Other characters also face challenges to their identities. Crawley’s image as wealthy neighborhood eccentric is threatened by his son’s insistence that he enter an assisted living facility. Living in a facility would make him no different or more special than any other elderly man. Crawley struggles against his son’s perception that Crawley is unable to take care of himself. Antsy’s mom also faces a life-altering revelation. She prides herself on, as Antsy says, being the “Empress of Bonano Food Productions,” but her role is threatened by the truth that she is not as good a cook as Dad. By not helping Antsy get his morning breakfast, Mom shows she is forgoing the role she previously used to define herself. Now, she looks outside the home for fulfillment, taking a French—not Italian—cooking class and looking for a part-time job. Food is important to Anthony’s family and culture, and it’s a key part of his parents’ identity, but their big fight is only superficially about food. Dad recognizes that “the biggest things always seem like the smallest things” (108). Cooking and food mask larger issues of self-fulfillment and identity.

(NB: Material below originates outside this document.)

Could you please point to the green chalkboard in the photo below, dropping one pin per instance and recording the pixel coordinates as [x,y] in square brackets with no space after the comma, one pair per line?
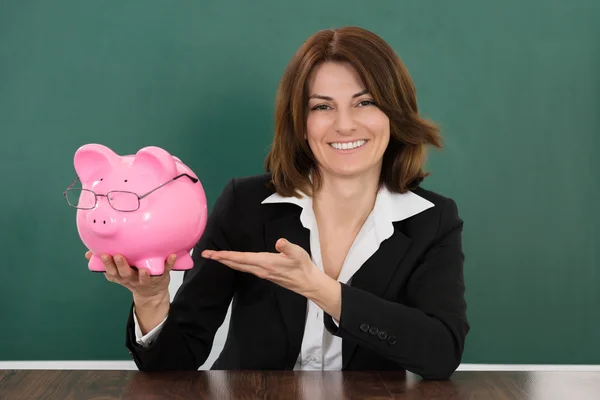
[514,85]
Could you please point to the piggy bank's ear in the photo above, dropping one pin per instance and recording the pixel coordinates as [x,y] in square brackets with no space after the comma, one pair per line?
[93,160]
[158,161]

“The Big One” exposes these underlying issues in the Bonano family. While Dad and Mom’s bickering over the years blows off steam, they hide behind Antsy’s deflection and evasion to maintain the family equilibrium. They avoid the truth. Antsy quits playing their game and tells the truth, which shakes the family foundation. That foundation is both a benefit to and source of discomfort for Antsy. He is no longer ignored, but he has uncertainty about the family’s future. Family is both a key support structure and key contributor to one’s identity. Antsy notices—positively—how Lexie takes after her grandfather with her take-charge attitude, and he frequently refers to his own Italian roots. When Antsy perceives his family structure is threatened, he is devastated.

The Nature of Friendship also changes in these chapters. Antsy’s brief reunion with Howie and Ira to destroy Manny again doesn’t bring them closer but instead highlights the distance between them. The Schwa remains a divisive element, as Howie and Ira continue to disrespect him. Antsy’s relationship with the Schwa is also negatively affected by their romantic interest in Lexie. Antsy’s initial anger at the Schwa for taking his escort job, followed by feelings of guilt when he dates Lexie, illustrates both his conscience and his empathetic nature.

Finally, Shusterman shows both boys how it feels to be truly seen for themselves, to have their presence felt. The attention from his family and Lexie’s admiration make Antsy feel older and respected. Lexie makes the Schwa feel known and valued. The Schwa does not mind that others do not see him because with Lexie, he is “[b]eing felt” (112). Lexie’s physical inability to see does not hinder her from living fully. She is an advocate for other blind people and enjoys using her influence. Lexie’s blindness does hinder her, however, when, as Antsy notes, the world does not cooperate—like with her grandfather’s accident. Lexie is also emotionally blind, or insensitive, to the unhappiness she causes the Schwa and the rift she opens between him and Antsy.